13 min readAug 19, 2019

Vor einigen Wochen fiel mir ein Artikel des Autors Sascha Lobo in die Hände, der mich wütend gemacht hat. Er fordert: “Wir brauchen weniger Bildung und mehr Erziehung in den Schulen”. Dabei ärgert mich nicht die provokante These an sich, die ich sogar teils unterstütze, sondern, dass es einmal mehr ein grundlegendes Problem in Deutschland aufzeigt: Es fehlt eine gesellschaftlich gelebte Definition davon, was Bildung eigentlich ist…

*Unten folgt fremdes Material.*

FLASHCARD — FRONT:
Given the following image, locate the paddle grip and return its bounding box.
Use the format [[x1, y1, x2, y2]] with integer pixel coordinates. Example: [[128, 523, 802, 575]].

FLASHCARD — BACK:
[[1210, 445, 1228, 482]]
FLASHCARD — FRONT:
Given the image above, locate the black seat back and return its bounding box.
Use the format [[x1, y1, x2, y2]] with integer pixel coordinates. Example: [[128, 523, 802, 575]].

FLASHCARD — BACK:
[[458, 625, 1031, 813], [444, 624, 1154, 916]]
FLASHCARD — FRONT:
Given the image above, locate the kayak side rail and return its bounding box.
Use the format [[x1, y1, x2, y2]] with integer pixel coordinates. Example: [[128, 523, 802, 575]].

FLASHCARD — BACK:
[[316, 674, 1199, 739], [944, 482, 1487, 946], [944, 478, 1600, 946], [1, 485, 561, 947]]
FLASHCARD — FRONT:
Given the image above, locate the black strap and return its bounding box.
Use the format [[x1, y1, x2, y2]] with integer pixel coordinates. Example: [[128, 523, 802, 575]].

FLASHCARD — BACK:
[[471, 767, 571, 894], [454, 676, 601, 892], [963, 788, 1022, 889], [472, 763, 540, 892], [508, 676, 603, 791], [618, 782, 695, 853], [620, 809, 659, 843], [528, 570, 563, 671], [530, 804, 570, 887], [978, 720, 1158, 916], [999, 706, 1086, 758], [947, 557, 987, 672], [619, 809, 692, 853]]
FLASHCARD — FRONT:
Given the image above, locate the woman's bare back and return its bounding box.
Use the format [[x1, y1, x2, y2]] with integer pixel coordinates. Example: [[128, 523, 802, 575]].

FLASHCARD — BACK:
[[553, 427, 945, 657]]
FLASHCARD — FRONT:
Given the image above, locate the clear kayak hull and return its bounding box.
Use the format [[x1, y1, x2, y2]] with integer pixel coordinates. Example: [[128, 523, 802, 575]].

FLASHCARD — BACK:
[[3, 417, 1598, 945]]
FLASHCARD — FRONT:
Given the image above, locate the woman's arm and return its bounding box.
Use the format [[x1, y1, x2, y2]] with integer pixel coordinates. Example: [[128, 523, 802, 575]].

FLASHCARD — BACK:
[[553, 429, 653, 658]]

https://www.spiegel.de/netzwelt/netzpolitik/schule-der-zukunft-mehr-erziehung-weniger-bildung-kolumne-a-1276675.html

Lieber Herr Lobo,

ich bin Aileen, Zukunftsforscherin, Berliner Bildungsaktivistin und Gründerin eines BMBF prämierten Bildungsprojekts, dass Menschen zu Gestaltern ihrer und unserer Zukunft macht. Von Ihnen weiß ich, dass Sie gern gesehener Gast auf Kongressen wie der Republica sind und für das ein oder andere Zitat von Ihnen habe ich mich auch schon begeistern lassen. Vorab: Ich finde ehrliche Meinungen, Provokation und Diversität großartig, denn genau das fehlt uns in unserer oft oberflächlichen Debattengesellschaft. Trotzdem sollten wir mal über Ihren letzten Artikel sprechen, denn da zeigt sich ein Problem: Wir leben leider, anders als von Ihnen behauptet, noch nicht genügend Bildung im Sinne eines humanistischen Bildungsverständnisses in diesem Land…

Inhalt Artikel:

  1. Status Quo: Die Rolle von Bildung in Deutschland — da geht noch was!
  2. Sozialisation, Erziehung und Bildung: eine Begriffsklärung.
  3. Bildung vs. Ausbildung, worüber reden wir eigentlich?
  4. Bildung = Imagination and Creation!
  5. Bildung als Erlebnis und Transformationsmoment, nicht als Zertifikat.
  6. Bildung: Die Basis für eine neue Verantwortungsgesellschaft.
  7. Wo bleibt Ihre Bildungsutopie, Herr Lobo?

1.) Status Quo: Die Rolle von Bildung in Deutschland — da geht noch was!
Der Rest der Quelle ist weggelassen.